Many point to the victory of the India against Pakistan in the Asian Cricket Cup-2022 held in Dubai on August 28. For following that Indian victory over Pakistan, India supporters in groups marched through the streets of Leicester shouting slogans against Pakistan. The marchers, it is said, shouted anti-Pakistan slogans.
The misunderstandings created over the incident, if any, should have ended there.
But it did not. It led to serious public disorder on the weekend of 17-18 September when crowds of young men in their late teens and early 20s belonging to both the Hindu and Muslim communities came out in droves on the street. Police intervened to avoid any confrontation.
But why is this fresh flare-up weeks after the India-Pakistan Asia Cup in Dubai? A BBC investigation has found out that it was all misinformation--fake news circulated in the social media, the Facebook and Twitter, in particular.
Unfounded reports of a teenage Muslim girl being the victim of an attempted kidnapping by Hindu men, and a Muslim boy in his late teens being pursued allegedly by Hindu extremists, etc were wildly circulated on the social media platforms of the Facebook and the Twitter.
Interestingly, analysing some 200,000 tweets, a BBC Monitoring tool found 'just over half of mentions were made by accounts that the tool geo-located to India' .
It is clearly a disinformation campaign using the social media to increase tension between communities. Another wave of social media activity that also caused quite a stir was the claim that busloads of Hindu activists were coming to Leicester to create trouble.
It was claimed in some posts that a London-based coach company bused the Hindu activists to Leicester.
As the BBC investigation further went, since September 18, a video that circulated on the WhatsApp and Twitter showed a coach near a Hindu temple in London and a voice was claiming that it (the coach) had just returned from Leicester.
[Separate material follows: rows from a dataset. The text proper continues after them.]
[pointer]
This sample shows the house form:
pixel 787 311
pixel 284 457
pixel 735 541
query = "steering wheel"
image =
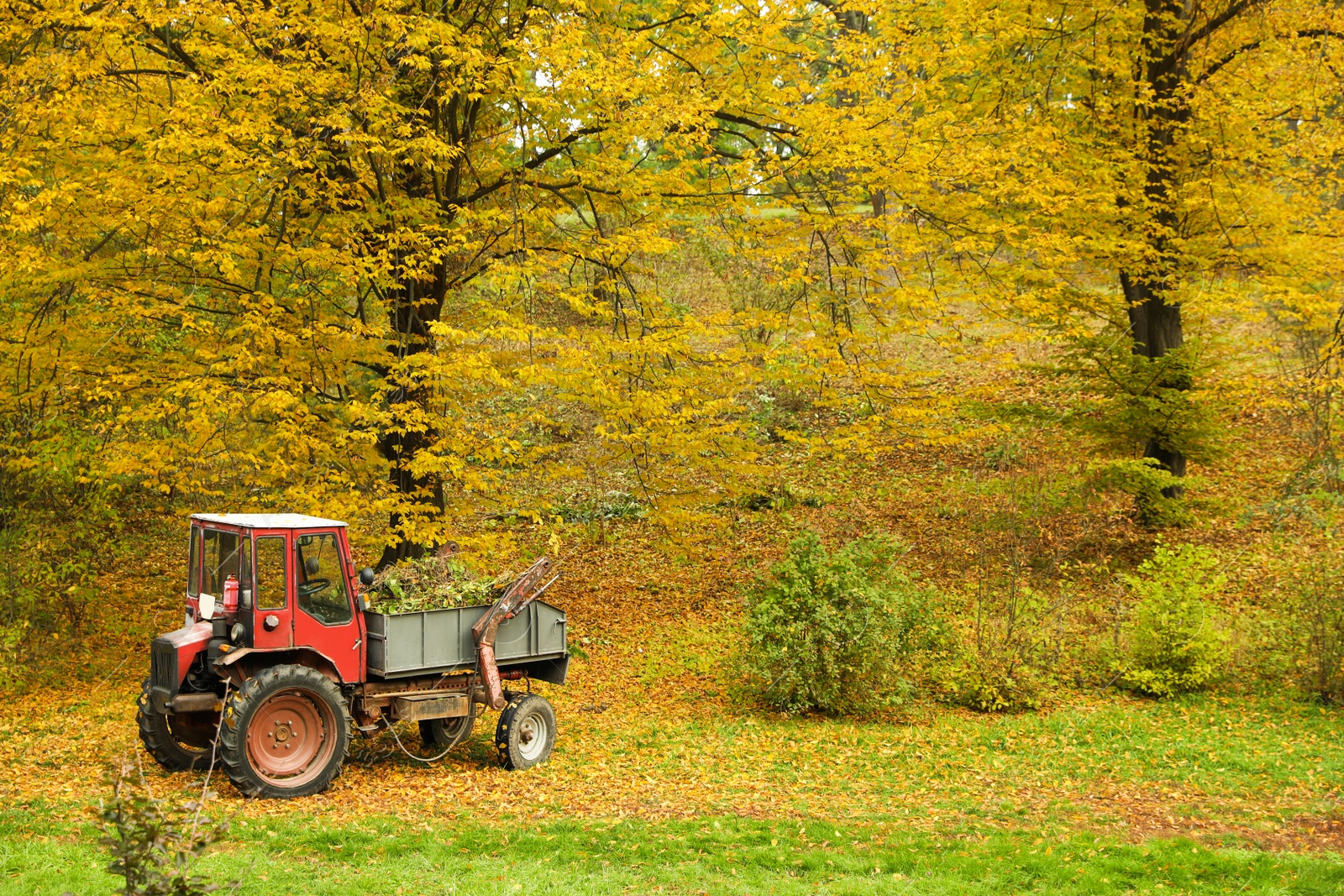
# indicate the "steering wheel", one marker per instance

Next day, the owner of the coach company complained about being harassed with abusive and threatening telephone calls. Strangely, none of company's coaches had travelled to Leicester on the day reported on the social media or in the past two months before that day, the coach company owner further claimed.
Also, there were posts about a fire incident that occurred in Birmingham on September 19. Though investigations later found that it was a fire from burning rubbish outdoors which accidentally spread to a nearby building, the social media posts widely circulated on Twitter claimed it was the act of 'Islamic terrorists"!
Though social media is just the carrier of the incendiary messages deliberately put on the global network of these online media, it is ultimately humans who are responsible for its abuse. And the humans who are to blame are those who are thus distorting messages on the social media to create tension in society as well as those who operate the social media platforms and allow the dangerous contents to be circulated globally without filtering.
Thankfully, the place of origin of the street brawls triggered by unfounded social media posts, in the shape of texts, audios and videos, is England and not India or Pakistan.
And that is why, it has been possible to conduct a credible investigation with a dispassionate approach to the issue and adopt a rigorous procedure to go to its roots.
No doubt such false, inflammatory posts, snowballing unchecked on the social media have the potential to cause communal disharmony and even violence.
India, Pakistan and other countries where religious communities and factions have deep distrust among themselves, such false social media contents have resulted in tragedies.
The tech giants, who own these online media platforms, should show more responsibility towards society they are supposed to be serving and stop these tragedies from happening. And they have the technology to do that.